L’ecosistema dell’innovazione 4.0 dovrebbe essere basato sull’etica della condivisione: ogni contributore è riconosciuto per i propri contributi e il valore aggiunto è equamente distribuito.
7. Gli ecosistemi dell’innovazione dovrebbero avere un senso comune di direzione, significato e valori
Un ecosistema sarà più forte se i suoi membri hanno condiviso valori e obiettivi, diventando più significativo per i suoi membri. Proprio come in un’organizzazione, l’intelligenza collettiva può funzionare solo se è orientata agli obiettivi, se l’ecosistema ha una “ragion d’essere” condivisa e riconosciuta da tutti gli stakeholder.
Solo avendo tali obiettivi e valori condivisi i membri dell’ecosistema si sentiranno motivati e coinvolti. Questi valori comuni devono essere identificati e comunicati in un ecosistema nello stesso modo in cui viene fatto all’interno di un’organizzazione, in modo da creare una cultura inter-organizzativa che lega i suoi membri dal loro scopo comune. E se questo obiettivo sembra nobile, promuoverà ulteriormente il loro impegno.
Innovation ecosystems 4.0 dovrebbe prosperare riunendo una comunità di membri attorno a una missione e a valori chiaramente identificati e condivisi.

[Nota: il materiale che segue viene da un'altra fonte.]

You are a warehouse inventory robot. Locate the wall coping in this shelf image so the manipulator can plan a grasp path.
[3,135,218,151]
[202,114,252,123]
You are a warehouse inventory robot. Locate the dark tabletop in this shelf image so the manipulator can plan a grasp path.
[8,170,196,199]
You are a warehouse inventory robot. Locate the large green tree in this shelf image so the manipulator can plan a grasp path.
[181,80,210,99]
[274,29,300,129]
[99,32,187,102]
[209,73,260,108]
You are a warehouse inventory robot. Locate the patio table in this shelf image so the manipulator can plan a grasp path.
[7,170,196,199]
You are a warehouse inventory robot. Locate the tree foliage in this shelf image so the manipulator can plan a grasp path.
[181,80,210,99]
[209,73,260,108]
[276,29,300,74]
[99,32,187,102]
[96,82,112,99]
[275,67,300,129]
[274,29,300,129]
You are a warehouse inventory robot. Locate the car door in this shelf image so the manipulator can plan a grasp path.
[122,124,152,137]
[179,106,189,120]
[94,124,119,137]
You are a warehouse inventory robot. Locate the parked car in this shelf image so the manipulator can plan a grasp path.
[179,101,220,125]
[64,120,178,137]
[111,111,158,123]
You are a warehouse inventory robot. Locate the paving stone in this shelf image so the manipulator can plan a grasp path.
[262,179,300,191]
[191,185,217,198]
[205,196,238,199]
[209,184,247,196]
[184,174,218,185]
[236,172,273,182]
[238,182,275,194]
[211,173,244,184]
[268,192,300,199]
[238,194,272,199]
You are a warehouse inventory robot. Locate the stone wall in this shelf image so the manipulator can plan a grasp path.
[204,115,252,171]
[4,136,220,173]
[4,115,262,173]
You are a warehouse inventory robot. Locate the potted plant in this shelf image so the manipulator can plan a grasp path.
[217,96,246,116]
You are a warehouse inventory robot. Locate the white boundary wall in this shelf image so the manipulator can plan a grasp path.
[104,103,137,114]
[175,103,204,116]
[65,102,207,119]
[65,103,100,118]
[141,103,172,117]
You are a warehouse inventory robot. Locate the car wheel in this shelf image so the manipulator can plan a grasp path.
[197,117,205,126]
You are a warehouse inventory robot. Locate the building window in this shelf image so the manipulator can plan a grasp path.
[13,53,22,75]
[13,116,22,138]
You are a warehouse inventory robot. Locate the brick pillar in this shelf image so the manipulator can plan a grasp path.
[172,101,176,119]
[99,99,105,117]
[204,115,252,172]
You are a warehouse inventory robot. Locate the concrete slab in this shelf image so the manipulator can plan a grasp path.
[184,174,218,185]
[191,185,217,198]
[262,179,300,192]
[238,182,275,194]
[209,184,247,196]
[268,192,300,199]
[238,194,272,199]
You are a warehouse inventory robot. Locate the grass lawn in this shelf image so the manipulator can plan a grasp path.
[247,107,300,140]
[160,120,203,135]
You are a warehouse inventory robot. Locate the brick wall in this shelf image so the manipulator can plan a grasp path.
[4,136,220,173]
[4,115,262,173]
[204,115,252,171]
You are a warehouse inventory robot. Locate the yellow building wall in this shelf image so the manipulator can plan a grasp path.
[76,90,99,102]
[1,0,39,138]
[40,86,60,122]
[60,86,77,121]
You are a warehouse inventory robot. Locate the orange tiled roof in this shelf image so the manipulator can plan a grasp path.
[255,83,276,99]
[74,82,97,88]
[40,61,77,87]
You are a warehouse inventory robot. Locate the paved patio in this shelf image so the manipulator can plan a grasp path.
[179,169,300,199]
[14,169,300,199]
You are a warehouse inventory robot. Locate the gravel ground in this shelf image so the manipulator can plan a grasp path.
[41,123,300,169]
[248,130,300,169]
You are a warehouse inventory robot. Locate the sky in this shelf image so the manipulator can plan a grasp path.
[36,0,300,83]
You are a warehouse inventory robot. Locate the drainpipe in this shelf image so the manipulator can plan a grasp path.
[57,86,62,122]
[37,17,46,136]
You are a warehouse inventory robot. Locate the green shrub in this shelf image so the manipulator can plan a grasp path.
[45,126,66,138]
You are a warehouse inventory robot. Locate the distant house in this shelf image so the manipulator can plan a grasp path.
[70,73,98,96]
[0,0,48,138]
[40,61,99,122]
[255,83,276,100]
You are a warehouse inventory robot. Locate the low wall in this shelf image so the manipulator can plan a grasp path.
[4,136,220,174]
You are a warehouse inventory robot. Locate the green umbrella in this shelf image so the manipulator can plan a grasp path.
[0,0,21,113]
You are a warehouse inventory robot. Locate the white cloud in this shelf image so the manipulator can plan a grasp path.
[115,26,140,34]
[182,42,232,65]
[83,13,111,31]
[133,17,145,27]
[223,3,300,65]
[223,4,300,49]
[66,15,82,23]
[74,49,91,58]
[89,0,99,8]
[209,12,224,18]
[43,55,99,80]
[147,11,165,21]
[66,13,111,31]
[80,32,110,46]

In conclusione, possiamo dire che gli ecosistemi di innovazione che riuniscono queste diverse caratteristiche potrebbero funzionare come enormi “laboratori viventi”. Aggiungendo tecnologia distribuita per condividere idee e tracciare paternità e merito, questi living lab potrebbero diventare la pietra angolare degli ecosistemi di innovazione 4.0.
Tutti questi concetti saranno discussi e presentati all’Innovation Day 2018, 3a edizione dell’Ecosystems Agora Innovation, co-organizzato da RRI (Research Network on Innovation), Fabrique du Futur, France Living Labs e Centro di ricerca del Polo Leonard de Vinci Pole.
Informazioni e iscrizioni via https://journeeinnovation2018.eventbrite.fr
Sidebar: ValYooTrust, esempio di ecosistema dell’innovazione 4.0
ValYooTrust è la prima Fiducia Marketplace per l’Innovazione 4.0, costruito intorno a un privato blockchain, che premia la co-innovatori in forma di Innovazione Monete, in riconoscimento della condivisione dei propri beni immateriali, il più possibile a monte del processo di innovazione.
ValYooTrust risponde a tre richieste di innovazione cosiddetta “collaborativa” che mira a beneficiare del massiccio effetto di trasversalità legato al maggior numero possibile di contributori nell’ecosistema dell’innovazione:
1. Dare una risposta digitale agile (4.0)alla complessità, pesantezza e lentezza dello scenario negoziale di tutte le forze disruptive dell’innovazione (Ricercatori, Imprenditori, Key Account, ETI, PMI, Investitori, ecc. .)
2. Coinvolgere il cittadino-utente-consumatore il più a monte possibile nel processo di innovazione, in applicazione del nuovo paradigma del digitale sostenibile che pone l’umano al centro di disgregazioni sociali, industriali, ecc.
3. Stabilire al più presto un rapporto di fiducia reciproca “comprovato” tra gli offerenti e i richiedenti dell’ecosistema dell’innovazione, in conformità con il GDPR e fornendo una protezione 4.0 e un equo ritorno sulla condivisione delle attività immateriali, in particolare per i titolari di progetti aziendali.
ValYooTrust è co-sponsorizzato da importanti organizzazioni di istruzione superiore tra cui IMT, major accounts, ministeri, start-up e think tank, tra cui La Fabrique du Futur, CCI de France, ecc. Una prima versione della Piattaforma è prevista per l’estate 2018.